AARP Medicare Complete Complaint - Confusion With What I Owe--No clear answer from AARP Medicare Complete
Near the end of 2009 I went on line to medicare.com to compare the Medicare Advantage insurances in my area. I switched from ConnectiCare to AARP Medicare Complete. In February I went for my yearly physical along with a blood test. In April I got two Explanation of Benefits from AARP Medicare Complete which were confusing, so I called up. Total Patient Cost on the Explanation of Benefits was $21 on the physical due to a tetanus shot. Total Patient Cost on the Explanation of Benefits was $0 on the lab blood work. About week later in April the lab sent me a bill for $212.75. I called AARP Medicare Complete and the lab back and forth FIVE times. Neither one could agree on what I owed. Neither billing department wanted to call and talk with each other to straighten this out.
The various five AARP Medicare Complete representatives told me this:
the lab codes were wrong and the lab needed to call them to straighten it our, AARP Medicare Complete pay lab cost ALL the time, the lab should resubmit the bill, I should not pay this bill, I only owe a $10 copay, the lab was "balance billing" me which is illegal and the lab should write off the balance. When I asked on the fifth call what I should do about this bill because the lab refused to call the provider number I had given them, insisted they were not balance billing me and that I owed them the $212.75, I was told by AARP Medicare Complete that I should put my foot down and tell the lab that if they wanted to get paid they should call AARP Medicare Complete and resubmit the bill.

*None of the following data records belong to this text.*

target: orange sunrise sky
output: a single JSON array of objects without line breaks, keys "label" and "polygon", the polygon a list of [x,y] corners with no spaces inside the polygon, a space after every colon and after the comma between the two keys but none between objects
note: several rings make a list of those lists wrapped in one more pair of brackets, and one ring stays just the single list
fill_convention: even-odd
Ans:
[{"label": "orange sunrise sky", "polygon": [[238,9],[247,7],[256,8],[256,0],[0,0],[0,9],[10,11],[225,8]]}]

I had also called the lab five different times. I told them to use the provider number and call AARP Medicare Complete and they refused. I told them I was told it was a matter of wrong codes and, I was told by the insurance company, if they called them, it could be straightened out. The lab said the codes were the right ones according to what my referring physician from my routine physical had put down. If the physician had put down that the blood tests were because of a head ache or cholesterol, they would have used different codes. They said I should try to have the physician or even his office staff call them and resubmit the order for the blood work so they can change the code and resubmit it. They said that they weren't balance billing because the insurance company rejected the other codes and nothing was paid on the bill except $3 for venipuncture. They wrote off $23 for the venipuncture. They said I am responsible for the remaining $212.75. I said last year with Connecticare, a Medicare Advantage insurance, I didn't have to pay anything for the lab blood test after my physical right before I had my cataracts removed. AARP Medicare Complete was also a Medicare Advantage insurance. They said just because they're both medicare advantage programs, doesn't mean they pay for the same things.

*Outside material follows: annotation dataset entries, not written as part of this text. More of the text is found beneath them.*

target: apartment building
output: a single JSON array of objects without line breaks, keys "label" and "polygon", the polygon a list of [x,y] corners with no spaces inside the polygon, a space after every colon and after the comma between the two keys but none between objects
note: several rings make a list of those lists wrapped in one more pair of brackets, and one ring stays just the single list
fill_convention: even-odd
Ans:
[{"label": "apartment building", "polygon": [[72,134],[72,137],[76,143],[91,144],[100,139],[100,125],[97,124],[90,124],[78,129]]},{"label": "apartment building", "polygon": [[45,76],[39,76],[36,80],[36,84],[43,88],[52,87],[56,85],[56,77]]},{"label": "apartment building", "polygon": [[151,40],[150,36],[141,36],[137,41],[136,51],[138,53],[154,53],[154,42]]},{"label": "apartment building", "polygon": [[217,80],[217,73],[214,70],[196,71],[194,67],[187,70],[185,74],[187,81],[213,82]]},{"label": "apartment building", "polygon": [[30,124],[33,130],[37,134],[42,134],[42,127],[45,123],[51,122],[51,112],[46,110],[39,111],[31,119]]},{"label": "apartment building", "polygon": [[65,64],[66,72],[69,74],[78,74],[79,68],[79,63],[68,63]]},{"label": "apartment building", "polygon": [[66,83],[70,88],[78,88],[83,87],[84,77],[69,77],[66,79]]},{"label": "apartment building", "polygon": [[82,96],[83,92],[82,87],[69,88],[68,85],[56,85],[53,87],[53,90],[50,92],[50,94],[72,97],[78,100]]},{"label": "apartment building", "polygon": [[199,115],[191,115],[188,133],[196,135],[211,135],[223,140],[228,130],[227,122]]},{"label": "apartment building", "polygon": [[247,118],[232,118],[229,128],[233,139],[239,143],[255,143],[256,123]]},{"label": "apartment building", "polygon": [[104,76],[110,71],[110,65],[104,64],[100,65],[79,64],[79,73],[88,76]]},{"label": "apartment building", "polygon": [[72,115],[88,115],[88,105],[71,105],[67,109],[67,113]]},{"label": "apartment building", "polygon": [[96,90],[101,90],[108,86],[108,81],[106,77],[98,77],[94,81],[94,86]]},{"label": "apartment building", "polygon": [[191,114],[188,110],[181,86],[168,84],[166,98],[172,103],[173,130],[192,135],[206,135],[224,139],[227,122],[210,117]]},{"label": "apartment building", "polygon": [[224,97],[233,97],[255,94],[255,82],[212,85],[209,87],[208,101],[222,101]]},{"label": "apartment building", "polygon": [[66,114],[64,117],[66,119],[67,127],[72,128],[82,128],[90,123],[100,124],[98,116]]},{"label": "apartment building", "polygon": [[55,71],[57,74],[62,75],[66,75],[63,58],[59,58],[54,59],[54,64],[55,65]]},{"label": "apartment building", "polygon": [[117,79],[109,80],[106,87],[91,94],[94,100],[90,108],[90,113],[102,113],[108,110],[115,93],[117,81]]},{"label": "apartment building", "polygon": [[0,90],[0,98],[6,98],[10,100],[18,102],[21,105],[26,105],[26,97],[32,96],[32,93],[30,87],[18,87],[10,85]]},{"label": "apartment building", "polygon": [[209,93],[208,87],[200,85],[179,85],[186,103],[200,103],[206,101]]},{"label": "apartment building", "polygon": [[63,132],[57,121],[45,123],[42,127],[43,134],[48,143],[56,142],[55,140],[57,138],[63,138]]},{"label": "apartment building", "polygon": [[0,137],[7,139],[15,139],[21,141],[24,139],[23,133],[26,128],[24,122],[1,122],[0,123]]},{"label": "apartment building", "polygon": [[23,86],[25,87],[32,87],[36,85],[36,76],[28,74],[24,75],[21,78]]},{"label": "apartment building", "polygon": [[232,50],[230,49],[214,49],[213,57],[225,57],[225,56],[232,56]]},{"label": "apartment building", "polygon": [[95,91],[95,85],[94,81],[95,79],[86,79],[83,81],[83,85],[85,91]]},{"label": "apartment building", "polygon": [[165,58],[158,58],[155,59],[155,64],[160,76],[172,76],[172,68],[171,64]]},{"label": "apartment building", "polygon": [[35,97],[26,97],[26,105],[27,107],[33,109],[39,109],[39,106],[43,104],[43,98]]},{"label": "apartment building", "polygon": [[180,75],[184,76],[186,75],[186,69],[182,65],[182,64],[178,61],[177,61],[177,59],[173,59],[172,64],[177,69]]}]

So now I am very frustrated with AARP Medicare Advantage for not paying, for putting me in the middle going back and forth between the lab and insurance representatives, for not coming out and telling me what I owe, for having a 'no call' policy and not contacting the lab and settling this with the lab. I'm also frustrated with the lab for not calling the provider number and working this out with the insurance company.
I have to warn everyone that comparing the online medicare advantage insurance companies at medicare.com is not good enough. I got caught by surprise this year, but next year I will be more careful and know what to look for when I go shopping for another medicare advantage insurance company. I will insist on seeing the whole plan information booklet and also Google the insurance companies to see what kind of feed-back I get from people who had used them.